PROBLEMAS URBANOS I

Adailson - p.l.u.r. *
 

            Alvorada está vivendo um momento crítico em relação à questão da violência. Essa é uma constatação que independe da enxurrada de notícias que vem saindo ultimamente nos jornais da capital. Na verdade a população é que sente no dia-dia o problema.Infelizmente é um fato, nossa cidade apresenta um dos maiores índices de criminalidade do estado.

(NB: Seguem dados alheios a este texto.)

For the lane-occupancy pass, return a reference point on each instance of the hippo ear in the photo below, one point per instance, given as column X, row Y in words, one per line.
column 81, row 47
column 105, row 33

            A violência urbana atinge milhões de pessoas, principalmente nos países subdesenvolvidos e nos chamados países emergentes, sem dúvida é um fenômeno sócio-econômico. Uma estrutura social onde prevalece a desigualdade, exploração e o preconceito acabam tendo forte contribuição para o aumento da criminalidade no meio urbano. No Brasil as regiões metropolitanas apresentam essas características, a desigualdade social caótica provoca a explosão da criminalidade, bolsões de miséria se proliferam evidenciando que o capital social (famílias com condições econômicas, escolas, centros de lazer, associações comunitárias, centros culturais, centros esportivos, etc) é ineficaz ou inexistente. Nesse sentido posso afirmar que em nossa cidade esse capital social não é forte o suficiente para combater a crescente violência urbana.Eu poderia reproduzir aqui o censo comum que sugere colocar o exército na rua, não seria tão idiota, repressão militar em um meio civil não me cheira muito bem (não esqueçamos dos anos de chumbo). A polícia já não está na rua? Na verdade sabemos que essa instituição está em frangalhos sem estrutura material e principalmente moral de para agir corretamente. A polícia não pode ser o único braço do Estado a entrar na periferia. No Brasil o salário mínimo é em convite a violência. Segundo nossa constituição com o salário mínimo você tem que manter a família, proporcionar cultura, lazer, enfim cidadania, pois bem o problema começa aí. As regiões metropolitanas brasileiras estão repletas bolsões de pobreza onde a violência e a criminalidade são evidentes.

CRIMINALIDADE X MARGINALIDADE

            Uma reflexão importante. A palavra criminalidade pode ser traduzida como o ato de cometer um crime (assalto, seqüestro, assassinato, etc), portanto, alguma coisa contra a lei. Já a palavra marginalidade está associada a alguém que está à margem de alguma coisa (excluído, sem acesso a algo). Pois bem uma pessoa que comete um latrocínio é um criminoso! Como já mencionei,segundo nossa lei magma, o salário mínimo deve garantir que qualquer cidadão ou cidadã possam manter a si próprio ou sua família, quando isso não ocorre não é contra a lei? Onde está o criminoso?

            Quanto à marginalidade percebo que estamos cercados de marginais por todos os lados, aquele trabalhador que pega seu ônibus todos os dias ás 6 da matina é um grande marginal. Com certeza ele não tem condições de proporcionar uma boa educação, alimentação, habitação, cultura, lazer à sua família. Quantas pessoas têm possibilidade de ir ao cinema, teatro ou ler um bom livro que possa ser comprado por um preço acessível? Quantas pessoas nunca estiveram à frente de um computador? Quantas crianças deixam de brincar para ficar em casa cuidando de seus irmãos enquanto pai e mãe trabalham? Quantas crianças deixam de estar na escola para servir de aviãozinho para os traficantes de drogas? Quantos jovens ao terminarem o Ensino Médio se deparam com a impossibilidade pagar uma universidade? Tenho a impressão que somos milhões de marginais!